Elephants play an integral role in Mysuru’s grand Dasara Festival. In the procession that takes place on Vijayadashami, a decorated elephant carries a statue of Goddess Chamundeshwari atop itself, while other elephants, camels and horses, apart from dance and music groups, follow him. The procession covers a distance of 5 km from the Mysuru Palace to the Bannimantap parade grounds and is said to have existed for centuries. But for several years now, metallic objects like nails, screws, upturned bottle caps and other sharp metal shards have come to impede the elephants’ march. In the days leading up to Vijayadashami, on 23 October this year, the elephants are made to walk the 5 km route as practice. Describing how the tuskers develop wounds that take weeks to heal during these processions, a forest officer says, “They are not used to walking on tarred roads. They are not like horses or bullocks that can be fitted with shoes. Their feet are very sensitive.”

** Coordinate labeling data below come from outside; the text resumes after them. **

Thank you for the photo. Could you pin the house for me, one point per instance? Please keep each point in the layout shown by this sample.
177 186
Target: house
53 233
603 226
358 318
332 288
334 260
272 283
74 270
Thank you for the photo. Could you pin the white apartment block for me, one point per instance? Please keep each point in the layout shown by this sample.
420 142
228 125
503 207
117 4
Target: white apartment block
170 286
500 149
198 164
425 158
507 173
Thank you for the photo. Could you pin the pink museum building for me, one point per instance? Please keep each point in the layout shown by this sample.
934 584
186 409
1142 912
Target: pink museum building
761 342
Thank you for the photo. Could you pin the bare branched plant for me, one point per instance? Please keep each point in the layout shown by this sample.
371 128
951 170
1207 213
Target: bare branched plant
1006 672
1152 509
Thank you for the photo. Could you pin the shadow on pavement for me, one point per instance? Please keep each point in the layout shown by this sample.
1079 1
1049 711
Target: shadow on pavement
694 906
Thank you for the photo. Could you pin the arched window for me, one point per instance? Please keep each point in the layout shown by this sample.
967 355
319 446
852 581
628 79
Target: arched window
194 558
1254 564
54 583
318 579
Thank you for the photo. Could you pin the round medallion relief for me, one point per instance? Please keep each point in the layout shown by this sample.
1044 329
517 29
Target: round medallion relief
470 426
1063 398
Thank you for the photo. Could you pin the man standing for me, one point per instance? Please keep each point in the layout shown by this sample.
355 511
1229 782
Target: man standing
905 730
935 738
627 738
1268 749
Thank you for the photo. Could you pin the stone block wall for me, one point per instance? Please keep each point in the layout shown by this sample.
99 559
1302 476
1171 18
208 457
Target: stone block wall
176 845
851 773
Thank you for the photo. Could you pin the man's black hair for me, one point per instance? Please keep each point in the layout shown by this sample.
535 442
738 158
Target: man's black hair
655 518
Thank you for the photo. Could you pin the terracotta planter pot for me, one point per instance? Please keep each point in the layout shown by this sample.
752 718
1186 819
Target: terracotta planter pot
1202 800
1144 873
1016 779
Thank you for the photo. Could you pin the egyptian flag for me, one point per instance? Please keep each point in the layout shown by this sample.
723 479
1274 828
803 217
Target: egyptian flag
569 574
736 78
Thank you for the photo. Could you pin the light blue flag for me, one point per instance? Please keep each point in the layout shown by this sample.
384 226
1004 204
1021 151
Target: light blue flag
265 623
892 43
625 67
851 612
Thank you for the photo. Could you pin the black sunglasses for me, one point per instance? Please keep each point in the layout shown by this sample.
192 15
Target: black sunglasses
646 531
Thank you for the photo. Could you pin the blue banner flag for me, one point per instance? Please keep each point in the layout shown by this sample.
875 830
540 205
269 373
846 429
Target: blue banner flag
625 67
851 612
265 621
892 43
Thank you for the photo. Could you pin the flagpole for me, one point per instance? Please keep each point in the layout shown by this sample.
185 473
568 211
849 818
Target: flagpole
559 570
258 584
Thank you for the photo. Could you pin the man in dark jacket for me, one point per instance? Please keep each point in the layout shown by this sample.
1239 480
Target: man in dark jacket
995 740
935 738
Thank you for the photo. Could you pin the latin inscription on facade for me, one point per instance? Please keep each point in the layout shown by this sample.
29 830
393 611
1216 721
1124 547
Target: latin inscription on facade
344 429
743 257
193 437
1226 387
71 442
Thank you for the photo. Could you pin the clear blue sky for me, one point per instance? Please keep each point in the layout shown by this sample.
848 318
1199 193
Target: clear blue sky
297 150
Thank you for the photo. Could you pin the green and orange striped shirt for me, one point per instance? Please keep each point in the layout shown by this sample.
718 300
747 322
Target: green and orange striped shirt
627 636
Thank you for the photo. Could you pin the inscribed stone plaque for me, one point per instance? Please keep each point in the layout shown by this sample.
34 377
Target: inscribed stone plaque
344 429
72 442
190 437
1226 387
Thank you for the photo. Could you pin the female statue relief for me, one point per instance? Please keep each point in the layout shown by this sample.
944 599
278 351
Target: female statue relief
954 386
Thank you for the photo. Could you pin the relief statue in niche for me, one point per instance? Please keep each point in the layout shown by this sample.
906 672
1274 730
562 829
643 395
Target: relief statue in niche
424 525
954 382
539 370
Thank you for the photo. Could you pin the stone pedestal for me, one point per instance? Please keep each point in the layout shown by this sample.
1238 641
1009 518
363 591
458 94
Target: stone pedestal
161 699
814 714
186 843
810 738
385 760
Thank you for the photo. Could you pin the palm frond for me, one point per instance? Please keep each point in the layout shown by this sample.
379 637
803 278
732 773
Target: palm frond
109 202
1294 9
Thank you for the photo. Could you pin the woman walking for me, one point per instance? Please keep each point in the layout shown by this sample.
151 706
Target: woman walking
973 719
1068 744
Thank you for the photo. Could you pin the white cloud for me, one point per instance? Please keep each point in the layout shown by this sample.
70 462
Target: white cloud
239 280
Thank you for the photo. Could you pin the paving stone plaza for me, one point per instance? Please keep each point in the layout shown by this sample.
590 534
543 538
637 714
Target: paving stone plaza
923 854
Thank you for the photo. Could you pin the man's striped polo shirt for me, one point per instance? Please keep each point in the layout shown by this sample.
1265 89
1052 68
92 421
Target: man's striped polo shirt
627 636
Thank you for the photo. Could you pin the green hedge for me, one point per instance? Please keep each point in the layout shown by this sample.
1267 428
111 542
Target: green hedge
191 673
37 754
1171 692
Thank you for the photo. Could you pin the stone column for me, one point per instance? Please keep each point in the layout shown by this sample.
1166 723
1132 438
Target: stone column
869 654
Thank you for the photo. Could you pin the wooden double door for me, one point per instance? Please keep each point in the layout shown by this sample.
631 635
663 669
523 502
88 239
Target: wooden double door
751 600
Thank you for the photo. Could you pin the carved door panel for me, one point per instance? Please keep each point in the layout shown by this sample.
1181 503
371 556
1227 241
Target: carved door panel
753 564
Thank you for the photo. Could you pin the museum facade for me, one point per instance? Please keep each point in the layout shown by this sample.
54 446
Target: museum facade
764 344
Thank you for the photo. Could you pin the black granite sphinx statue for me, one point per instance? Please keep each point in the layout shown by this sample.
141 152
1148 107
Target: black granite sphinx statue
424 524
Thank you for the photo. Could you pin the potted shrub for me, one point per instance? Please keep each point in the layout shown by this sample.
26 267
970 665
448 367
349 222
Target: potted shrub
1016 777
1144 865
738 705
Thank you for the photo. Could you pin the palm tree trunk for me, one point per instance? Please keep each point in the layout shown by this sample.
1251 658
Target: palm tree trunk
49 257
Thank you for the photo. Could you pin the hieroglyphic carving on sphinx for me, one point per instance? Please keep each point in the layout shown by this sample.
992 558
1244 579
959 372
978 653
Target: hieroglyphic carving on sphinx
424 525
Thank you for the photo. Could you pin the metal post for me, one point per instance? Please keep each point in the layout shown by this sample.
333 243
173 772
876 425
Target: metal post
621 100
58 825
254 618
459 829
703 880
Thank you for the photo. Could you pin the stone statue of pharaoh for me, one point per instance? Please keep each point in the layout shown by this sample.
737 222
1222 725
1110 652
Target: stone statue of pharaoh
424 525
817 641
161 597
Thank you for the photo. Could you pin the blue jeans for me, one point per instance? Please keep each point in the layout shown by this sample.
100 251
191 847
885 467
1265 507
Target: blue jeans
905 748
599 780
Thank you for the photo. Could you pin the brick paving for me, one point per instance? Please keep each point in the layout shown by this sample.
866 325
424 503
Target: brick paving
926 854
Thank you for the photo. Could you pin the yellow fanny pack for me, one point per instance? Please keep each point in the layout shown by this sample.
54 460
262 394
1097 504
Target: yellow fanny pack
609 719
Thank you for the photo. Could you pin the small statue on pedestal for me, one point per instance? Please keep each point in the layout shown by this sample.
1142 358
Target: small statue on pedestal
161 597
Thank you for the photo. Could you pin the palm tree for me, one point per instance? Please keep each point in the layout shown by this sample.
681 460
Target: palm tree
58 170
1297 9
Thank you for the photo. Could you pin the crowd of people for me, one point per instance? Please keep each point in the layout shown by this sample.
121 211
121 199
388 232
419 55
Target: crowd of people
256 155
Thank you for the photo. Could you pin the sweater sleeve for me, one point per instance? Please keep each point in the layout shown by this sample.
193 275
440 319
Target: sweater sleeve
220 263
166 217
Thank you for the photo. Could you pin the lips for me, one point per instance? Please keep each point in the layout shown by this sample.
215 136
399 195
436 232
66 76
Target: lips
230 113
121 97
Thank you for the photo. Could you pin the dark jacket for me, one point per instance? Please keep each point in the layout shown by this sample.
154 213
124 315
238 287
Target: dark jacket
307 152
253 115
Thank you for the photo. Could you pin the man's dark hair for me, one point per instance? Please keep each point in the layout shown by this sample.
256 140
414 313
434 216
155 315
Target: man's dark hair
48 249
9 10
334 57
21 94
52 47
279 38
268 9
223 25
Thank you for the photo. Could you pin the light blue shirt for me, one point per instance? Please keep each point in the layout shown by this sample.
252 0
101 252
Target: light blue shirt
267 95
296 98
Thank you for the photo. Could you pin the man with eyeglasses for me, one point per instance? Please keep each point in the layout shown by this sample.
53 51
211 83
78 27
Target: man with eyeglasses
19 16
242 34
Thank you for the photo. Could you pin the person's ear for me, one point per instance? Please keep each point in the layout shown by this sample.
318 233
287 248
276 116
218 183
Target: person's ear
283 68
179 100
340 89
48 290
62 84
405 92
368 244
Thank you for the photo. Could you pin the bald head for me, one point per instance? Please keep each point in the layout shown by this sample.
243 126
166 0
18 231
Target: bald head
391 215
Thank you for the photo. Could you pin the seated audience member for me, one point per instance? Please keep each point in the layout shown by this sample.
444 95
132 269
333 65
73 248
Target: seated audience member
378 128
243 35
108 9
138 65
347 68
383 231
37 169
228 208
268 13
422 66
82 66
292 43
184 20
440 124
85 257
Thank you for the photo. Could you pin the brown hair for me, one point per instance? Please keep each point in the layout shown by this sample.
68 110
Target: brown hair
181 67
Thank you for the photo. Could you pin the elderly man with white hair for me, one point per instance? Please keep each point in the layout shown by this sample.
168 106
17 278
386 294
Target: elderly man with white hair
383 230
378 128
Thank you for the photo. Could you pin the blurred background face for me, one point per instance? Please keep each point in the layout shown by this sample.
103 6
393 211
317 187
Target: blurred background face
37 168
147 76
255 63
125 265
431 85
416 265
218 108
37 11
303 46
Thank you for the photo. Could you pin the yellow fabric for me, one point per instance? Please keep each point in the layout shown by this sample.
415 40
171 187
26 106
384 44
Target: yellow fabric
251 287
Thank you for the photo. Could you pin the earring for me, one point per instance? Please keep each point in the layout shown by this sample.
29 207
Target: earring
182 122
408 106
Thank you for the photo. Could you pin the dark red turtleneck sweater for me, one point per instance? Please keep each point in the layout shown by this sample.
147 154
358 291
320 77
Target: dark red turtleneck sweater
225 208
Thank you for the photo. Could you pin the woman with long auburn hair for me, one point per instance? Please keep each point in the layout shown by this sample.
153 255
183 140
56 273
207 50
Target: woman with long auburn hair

Two individuals from the city have now come together to offer a solution. The duo has created an eight-foot long magnetic mobile contraption, where 14 magnets have been fitted into a long aluminium strip with a pair of wheels. Once attached to a vehicle— which moves ahead of the pachyderms during their practice sessions—this magnetic strip rolls along the road and attracts sharp metal objects and debris, effectively clearing the path for the animals plodding their way. The contraption is currently being used for the elephants’ daily rehearsals. Vijay HN, a motorcycle dealer, and Santosh Kumar, a technician at a private firm, came up with the simple but ingenious solution. “This device makes it safe for the elephants and also eliminates manual intervention,” Kumar says, referring to the forest department personnel who usually accompany the animals and keep an eye out for sharp objects on the road.